The meaning of being on a waiting list varies among states. Some states determine whether a person meets waiver eligibility requirements before adding the person to a list, while others maintain broader lists that can include people who have not undergone a complete eligibility determination. People waiting for waiver enrollment may also receive Medicaid state-plan services, although those services may not provide the same amount, scope, or duration of HCBS.

Because state practices differ, national waiting-list totals are not standardized measures of unmet need. MACPAC has described waiting lists as an imperfect proxy for unmet HCBS need while also finding that their existence can indicate insufficient state capacity. Differences in screening practices also complicate comparisons among states.

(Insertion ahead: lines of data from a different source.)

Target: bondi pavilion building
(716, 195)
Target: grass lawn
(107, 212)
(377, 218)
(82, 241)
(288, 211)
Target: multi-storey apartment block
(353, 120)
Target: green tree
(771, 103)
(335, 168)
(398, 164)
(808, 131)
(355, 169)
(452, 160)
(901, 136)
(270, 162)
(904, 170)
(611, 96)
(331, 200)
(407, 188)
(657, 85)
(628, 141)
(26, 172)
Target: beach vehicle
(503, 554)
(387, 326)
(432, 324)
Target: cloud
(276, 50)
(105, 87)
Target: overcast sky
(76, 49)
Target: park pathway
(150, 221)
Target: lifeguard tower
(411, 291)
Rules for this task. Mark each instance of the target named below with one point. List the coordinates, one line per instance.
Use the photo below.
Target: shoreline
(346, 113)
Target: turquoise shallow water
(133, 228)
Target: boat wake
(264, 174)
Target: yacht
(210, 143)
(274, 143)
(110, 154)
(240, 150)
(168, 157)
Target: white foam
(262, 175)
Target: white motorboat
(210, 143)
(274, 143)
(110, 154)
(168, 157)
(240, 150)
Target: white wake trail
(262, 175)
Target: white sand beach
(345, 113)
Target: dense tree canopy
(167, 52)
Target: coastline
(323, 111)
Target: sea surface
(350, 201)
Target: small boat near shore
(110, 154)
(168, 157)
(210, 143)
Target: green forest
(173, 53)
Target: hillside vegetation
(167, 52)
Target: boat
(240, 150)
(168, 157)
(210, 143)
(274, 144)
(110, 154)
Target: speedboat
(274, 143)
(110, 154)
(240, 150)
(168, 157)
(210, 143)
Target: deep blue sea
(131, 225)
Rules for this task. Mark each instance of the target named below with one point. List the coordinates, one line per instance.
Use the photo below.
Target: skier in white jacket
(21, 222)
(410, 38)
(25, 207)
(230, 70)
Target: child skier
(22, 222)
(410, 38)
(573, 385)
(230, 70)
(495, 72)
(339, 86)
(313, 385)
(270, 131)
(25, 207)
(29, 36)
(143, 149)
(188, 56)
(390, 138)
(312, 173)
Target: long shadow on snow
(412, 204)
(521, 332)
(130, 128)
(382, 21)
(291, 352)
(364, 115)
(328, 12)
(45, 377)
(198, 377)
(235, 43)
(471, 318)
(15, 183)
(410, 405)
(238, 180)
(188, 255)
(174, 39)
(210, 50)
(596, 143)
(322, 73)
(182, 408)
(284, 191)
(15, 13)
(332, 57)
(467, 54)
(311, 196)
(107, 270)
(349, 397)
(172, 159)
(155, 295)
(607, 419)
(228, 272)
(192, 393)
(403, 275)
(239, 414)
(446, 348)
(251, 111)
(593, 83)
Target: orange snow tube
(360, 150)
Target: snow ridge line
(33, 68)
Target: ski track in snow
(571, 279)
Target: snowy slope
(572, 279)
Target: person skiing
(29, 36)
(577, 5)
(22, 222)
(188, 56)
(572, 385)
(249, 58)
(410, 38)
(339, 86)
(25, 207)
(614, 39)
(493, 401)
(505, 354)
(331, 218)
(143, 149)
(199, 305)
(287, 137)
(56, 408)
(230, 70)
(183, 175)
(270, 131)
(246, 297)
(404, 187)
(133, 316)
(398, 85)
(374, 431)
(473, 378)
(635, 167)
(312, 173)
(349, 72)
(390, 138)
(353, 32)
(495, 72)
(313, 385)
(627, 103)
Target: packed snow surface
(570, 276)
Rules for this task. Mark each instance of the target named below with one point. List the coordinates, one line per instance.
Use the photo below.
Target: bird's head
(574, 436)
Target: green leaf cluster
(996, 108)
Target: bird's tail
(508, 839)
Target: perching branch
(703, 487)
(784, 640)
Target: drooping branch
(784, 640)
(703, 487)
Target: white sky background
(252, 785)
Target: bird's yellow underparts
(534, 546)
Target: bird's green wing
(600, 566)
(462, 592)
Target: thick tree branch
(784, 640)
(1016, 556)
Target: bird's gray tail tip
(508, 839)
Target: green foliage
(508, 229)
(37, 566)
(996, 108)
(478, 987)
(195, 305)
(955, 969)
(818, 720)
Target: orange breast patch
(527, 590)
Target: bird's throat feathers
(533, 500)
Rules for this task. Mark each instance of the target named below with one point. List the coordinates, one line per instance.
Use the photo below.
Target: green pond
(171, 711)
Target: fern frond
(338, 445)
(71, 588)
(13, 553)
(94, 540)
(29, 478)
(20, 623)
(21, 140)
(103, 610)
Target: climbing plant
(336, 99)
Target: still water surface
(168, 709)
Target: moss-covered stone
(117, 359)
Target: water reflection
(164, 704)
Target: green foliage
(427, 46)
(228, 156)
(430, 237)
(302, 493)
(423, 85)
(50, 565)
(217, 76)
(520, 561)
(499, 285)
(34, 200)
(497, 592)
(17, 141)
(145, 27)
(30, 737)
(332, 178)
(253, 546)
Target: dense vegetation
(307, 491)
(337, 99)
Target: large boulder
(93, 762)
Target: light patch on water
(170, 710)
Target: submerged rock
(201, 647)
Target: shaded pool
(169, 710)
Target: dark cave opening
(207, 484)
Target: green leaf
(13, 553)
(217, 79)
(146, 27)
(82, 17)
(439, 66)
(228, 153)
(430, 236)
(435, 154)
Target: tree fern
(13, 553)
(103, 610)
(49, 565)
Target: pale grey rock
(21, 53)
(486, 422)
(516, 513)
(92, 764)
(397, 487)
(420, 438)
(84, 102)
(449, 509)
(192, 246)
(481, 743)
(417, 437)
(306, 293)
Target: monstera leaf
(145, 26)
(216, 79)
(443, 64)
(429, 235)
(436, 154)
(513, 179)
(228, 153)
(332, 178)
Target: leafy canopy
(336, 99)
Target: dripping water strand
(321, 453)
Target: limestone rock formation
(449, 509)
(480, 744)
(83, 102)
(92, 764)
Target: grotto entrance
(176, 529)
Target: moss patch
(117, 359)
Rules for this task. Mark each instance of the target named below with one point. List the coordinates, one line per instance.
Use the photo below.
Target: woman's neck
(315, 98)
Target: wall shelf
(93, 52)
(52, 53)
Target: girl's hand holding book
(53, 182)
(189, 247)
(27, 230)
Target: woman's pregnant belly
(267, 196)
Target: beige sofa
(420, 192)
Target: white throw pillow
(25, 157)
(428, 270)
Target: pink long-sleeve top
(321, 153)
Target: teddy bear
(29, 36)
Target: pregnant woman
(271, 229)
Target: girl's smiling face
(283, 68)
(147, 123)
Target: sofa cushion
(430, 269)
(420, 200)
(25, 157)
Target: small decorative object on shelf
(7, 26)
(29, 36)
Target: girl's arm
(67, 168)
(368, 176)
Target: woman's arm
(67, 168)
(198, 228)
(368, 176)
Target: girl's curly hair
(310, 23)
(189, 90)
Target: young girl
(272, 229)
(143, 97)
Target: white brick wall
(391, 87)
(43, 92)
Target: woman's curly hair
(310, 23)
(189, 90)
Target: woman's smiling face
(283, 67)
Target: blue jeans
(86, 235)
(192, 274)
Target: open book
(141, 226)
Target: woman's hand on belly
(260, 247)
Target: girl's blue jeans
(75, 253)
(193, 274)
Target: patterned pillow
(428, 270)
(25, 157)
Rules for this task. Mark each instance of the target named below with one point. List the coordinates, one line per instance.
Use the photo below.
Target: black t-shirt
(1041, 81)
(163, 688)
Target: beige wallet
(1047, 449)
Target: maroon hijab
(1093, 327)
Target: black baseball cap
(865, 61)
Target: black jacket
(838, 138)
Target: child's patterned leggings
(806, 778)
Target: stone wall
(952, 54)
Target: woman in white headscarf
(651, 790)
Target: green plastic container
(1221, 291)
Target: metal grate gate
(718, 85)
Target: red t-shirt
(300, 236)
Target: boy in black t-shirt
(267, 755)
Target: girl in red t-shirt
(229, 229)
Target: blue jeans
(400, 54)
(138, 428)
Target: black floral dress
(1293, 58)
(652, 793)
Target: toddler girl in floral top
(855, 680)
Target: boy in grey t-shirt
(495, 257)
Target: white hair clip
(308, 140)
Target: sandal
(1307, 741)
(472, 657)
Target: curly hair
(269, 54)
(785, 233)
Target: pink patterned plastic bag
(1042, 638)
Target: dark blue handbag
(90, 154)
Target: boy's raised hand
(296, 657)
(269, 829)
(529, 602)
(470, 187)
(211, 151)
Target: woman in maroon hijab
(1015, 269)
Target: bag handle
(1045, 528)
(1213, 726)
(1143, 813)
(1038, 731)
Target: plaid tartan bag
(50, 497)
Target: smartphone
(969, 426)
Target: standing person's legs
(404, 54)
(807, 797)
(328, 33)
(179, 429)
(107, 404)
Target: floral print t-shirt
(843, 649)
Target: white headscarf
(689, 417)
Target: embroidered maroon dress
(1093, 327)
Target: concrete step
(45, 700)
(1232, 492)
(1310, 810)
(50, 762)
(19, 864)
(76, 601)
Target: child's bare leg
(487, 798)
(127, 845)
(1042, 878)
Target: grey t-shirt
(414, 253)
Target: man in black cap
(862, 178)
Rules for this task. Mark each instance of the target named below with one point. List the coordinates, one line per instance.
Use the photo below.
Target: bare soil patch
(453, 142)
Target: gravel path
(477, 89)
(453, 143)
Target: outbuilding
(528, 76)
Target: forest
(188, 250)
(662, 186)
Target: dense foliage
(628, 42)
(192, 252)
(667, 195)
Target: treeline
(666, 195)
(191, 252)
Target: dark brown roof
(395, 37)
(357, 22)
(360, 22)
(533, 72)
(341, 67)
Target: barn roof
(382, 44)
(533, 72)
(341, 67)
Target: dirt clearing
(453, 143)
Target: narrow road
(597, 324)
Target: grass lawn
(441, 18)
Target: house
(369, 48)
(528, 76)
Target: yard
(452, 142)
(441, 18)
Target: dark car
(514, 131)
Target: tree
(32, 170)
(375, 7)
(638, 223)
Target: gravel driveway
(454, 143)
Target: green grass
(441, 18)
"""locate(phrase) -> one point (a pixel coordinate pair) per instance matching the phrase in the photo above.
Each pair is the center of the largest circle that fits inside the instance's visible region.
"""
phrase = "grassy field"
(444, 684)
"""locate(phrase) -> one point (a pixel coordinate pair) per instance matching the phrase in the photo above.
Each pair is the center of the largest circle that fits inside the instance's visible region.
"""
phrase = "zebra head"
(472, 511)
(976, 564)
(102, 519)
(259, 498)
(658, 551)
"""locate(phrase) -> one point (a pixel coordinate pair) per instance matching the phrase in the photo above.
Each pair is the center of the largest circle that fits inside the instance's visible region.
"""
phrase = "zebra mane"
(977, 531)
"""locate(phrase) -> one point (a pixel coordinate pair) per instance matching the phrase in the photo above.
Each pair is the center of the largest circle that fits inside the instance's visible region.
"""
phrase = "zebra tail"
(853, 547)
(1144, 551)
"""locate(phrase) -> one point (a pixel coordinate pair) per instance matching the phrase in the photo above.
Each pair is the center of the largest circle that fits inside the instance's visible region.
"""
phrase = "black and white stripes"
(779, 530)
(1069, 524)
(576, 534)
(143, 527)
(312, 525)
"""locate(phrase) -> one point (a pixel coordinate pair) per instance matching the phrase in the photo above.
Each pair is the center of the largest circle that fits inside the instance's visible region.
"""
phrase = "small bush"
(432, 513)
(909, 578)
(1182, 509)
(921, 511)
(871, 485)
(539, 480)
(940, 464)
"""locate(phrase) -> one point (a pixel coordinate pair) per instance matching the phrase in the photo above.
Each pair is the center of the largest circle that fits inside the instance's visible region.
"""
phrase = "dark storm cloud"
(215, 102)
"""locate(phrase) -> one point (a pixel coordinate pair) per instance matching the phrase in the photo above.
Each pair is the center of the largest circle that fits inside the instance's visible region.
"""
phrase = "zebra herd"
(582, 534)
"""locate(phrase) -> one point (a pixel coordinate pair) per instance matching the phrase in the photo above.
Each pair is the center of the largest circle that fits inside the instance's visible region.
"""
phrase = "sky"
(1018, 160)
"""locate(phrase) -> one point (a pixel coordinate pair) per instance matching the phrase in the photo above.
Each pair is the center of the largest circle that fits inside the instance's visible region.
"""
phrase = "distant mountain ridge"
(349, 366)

In 2024, 40 states reported waiting lists for Section 1915(c) and Section 1115 HCBS waiver programs totaling an estimated 710,000 people. The average reported waiting time was 40 months, although it varied substantially by population; people with intellectual and developmental disabilities waited an average of 50 months. Because the underlying survey combines some Section 1915(c) and Section 1115 waiting lists and states use different screening practices, the figures do not represent a standardized count of people determined eligible for Section 1915(c) services.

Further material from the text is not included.